There’s actually two types of extended warranties; one is called an exclusion, it’s commonly referred to as bumper to bumper because when you view the contract it will only list the items not covered. Typically those are regular maintenance items, oil changes, tires, batteries, insurance related issues, things along those lines. What makes it the best in the industry if it does not mention a part that will not be covered, then it will be covered under the contract.
All other contracts are called inclusion contracts. They will come with the same list of exclusions, however they will also come with a list of parts that are covered. If a part breaks and it’s specifically mentioned as being covered under the contract then the claim will be paid. If it’s not covered on the contract, naturally the claim will not be paid.

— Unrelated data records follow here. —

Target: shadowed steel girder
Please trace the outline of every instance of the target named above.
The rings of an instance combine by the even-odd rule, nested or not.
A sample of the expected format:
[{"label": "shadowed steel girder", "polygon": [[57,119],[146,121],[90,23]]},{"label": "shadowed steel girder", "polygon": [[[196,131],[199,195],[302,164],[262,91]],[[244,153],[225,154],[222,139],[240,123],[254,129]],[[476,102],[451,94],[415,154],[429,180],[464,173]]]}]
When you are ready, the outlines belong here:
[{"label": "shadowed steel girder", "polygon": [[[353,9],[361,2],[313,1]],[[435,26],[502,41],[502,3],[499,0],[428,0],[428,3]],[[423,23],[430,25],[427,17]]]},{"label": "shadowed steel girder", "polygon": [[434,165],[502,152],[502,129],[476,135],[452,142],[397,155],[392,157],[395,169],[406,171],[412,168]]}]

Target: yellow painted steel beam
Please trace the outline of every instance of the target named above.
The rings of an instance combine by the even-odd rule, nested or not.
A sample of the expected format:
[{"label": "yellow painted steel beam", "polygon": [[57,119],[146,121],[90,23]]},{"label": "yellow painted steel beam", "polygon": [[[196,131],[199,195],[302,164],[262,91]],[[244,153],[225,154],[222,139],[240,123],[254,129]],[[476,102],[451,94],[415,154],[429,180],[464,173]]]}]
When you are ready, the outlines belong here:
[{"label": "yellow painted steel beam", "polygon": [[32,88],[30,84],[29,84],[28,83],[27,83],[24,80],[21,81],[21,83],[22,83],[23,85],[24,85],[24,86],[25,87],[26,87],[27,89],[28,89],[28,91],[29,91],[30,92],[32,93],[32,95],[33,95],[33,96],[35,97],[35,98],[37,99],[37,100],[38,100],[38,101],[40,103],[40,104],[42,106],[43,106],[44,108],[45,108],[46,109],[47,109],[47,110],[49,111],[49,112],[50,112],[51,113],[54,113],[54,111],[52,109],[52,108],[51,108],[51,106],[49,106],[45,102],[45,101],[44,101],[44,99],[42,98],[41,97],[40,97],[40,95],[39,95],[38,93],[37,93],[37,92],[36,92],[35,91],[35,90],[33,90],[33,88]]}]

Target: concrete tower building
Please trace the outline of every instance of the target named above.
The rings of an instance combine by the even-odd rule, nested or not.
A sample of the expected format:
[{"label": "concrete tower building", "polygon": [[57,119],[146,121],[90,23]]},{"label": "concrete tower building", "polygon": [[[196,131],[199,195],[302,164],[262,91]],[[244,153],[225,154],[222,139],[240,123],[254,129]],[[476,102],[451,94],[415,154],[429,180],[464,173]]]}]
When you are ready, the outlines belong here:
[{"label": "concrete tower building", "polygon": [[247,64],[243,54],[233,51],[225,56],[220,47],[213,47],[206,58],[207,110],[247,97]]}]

Listed under the inclusion contracts the first level beneath a bumper to bumper would be referred to as a very comprehensive program, beneath that is comprehensive, and the lowest level of coverage is the power trained coverage. A very comprehensive contract will list the parts, but it’s as close to an exclusion contract as you can possibly get, it’s usually reserved for vehicles that cannot get bumper to bumper coverage or exclusionary coverage and are beneath 100,000 miles on the odometer. Once a vehicle achieves 100,000 miles typically that level of coverage will no longer be available. Next level of coverage down would be a comprehensive program and then at about 120,000 miles the comprehensive program is likely to no longer be available and power trained which covers the engine and transmission would be the bottom level of coverage. Easy way to understand that is exclusion would be a “A,” very comprehensive next level down “B,” comprehensive “C,” and then power trained would be a “D” level of coverage.